Une Banque centrale moins indépendante qu’il n’y paraît
Autre idée battue en brèche : l’indépendance opérationnelle de la Banque d’Angleterre. Si la BoE fixe son taux directeur de manière autonome, elle ne peut refuser d’exécuter une dépense votée par le Parlement. Le cadre légal (notamment l’Exchequer and Audit Departments Act de 1866) l’y oblige. La dépense publique n’est donc pas bridée par la politique monétaire.
Mieux encore : la BoE est largement financée par des actifs publics (bons et obligations d’État). En pratique, la solidité du bilan de la Banque repose sur la signature du Trésor. Cela renforce l’idée défendue par la MMT d’une consolidation analytique entre l’État et sa banque centrale.

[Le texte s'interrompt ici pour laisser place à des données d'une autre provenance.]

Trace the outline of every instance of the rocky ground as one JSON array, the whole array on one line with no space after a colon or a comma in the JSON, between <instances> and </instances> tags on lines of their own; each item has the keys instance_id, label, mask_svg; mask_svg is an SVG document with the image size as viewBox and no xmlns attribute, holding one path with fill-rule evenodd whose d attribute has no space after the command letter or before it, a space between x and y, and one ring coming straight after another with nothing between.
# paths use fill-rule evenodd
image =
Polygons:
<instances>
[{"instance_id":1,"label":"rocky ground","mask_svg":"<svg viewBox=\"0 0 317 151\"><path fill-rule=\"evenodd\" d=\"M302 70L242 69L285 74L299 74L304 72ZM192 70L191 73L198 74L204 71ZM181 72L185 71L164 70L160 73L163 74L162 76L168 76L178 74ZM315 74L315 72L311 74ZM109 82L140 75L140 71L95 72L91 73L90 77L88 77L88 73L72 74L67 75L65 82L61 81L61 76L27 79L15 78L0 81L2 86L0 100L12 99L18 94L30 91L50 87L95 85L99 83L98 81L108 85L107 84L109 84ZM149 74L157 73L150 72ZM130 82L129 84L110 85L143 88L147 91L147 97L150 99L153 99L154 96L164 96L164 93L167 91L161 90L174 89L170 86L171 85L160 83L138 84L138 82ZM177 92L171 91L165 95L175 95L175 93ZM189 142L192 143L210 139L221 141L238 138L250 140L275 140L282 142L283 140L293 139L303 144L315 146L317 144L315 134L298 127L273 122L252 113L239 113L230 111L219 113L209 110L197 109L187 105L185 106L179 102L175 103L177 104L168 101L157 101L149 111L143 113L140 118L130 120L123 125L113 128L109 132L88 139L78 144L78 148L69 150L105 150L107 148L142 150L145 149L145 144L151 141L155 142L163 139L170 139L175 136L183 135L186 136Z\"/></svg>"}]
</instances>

Vers une réforme de la transparence comptable ?
Les auteurs concluent que le Royaume-Uni fonctionne déjà comme un État monétairement souverain, capable de financer ses dépenses dans sa propre monnaie, sans dépendance extérieure. Toutefois, cette réalité reste masquée par des conventions comptables et des récits politiques hérités.
Une réforme de la présentation des comptes publics, et notamment un abandon clair du « principe de financement intégral » (full funding rule), permettrait une meilleure compréhension des véritables contraintes — qui sont réelles, mais d’ordre écologique, technologique et social, non monétaire.
Une contribution précieuse à la compréhension des finances publiques — et un écho empirique à la MMT
L’étude The Self-Financing State constitue une contribution rigoureuse et documentée à l’analyse des opérations de finances publiques au Royaume-Uni. En décrivant en détail le fonctionnement du Consolidated Fund, des circuits de paiement publics et de l’émission de dette, les auteurs mettent en lumière une architecture institutionnelle qui :
- Permet à l’État de dépenser en créant de la monnaie, sans condition de financement préalable ;
- Fait des impôts un mécanisme de retrait monétaire, et non de préfinancement des dépenses ;
- Attribue à la dette publique un rôle de gestion monétaire et financière, plutôt qu’un rôle de financement budgétaire ;
- Et remet en question plusieurs contraintes traditionnellement associées à la solvabilité d’un État dans sa propre monnaie.
Bien que les auteurs ne s’inscrivent pas explicitement dans le courant de la Théorie Monétaire Moderne (MMT), leurs conclusions correspondent en grande partie à la description néo-chartaliste du fonctionnement monétaire d’un État souverain. À travers l’analyse des procédures britanniques, le papier fournit ainsi un appui institutionnel empirique aux affirmations centrales de la MMT, notamment sur l’ordre réel des opérations budgétaires et l’absence de rôle de l’impôt et de la dette dans le financement des dépenses publiques.
En ce sens, cette étude contribue à mieux comprendre la logique monétaire interne des États modernes, et à éclairer les débats économiques contemporains par une meilleure connaissance des règles institutionnelles qui régissent, en pratique, la création monétaire par l’État.
Enfin, les auteurs suggèrent que les conventions actuelles en matière de gestion de trésorerie — comme la règle du financement intégral — sont des choix administratifs et que leur levée ou leur révision ne modifierait pas fondamentalement l’impact économique de la dépense publique. L’analyse du cadre institutionnel britannique renforce ainsi la compréhension des leviers disponibles pour la politique budgétaire, et invite à reconsidérer les hypothèses courantes sur les finances publiques dans les pays monétairement souverains.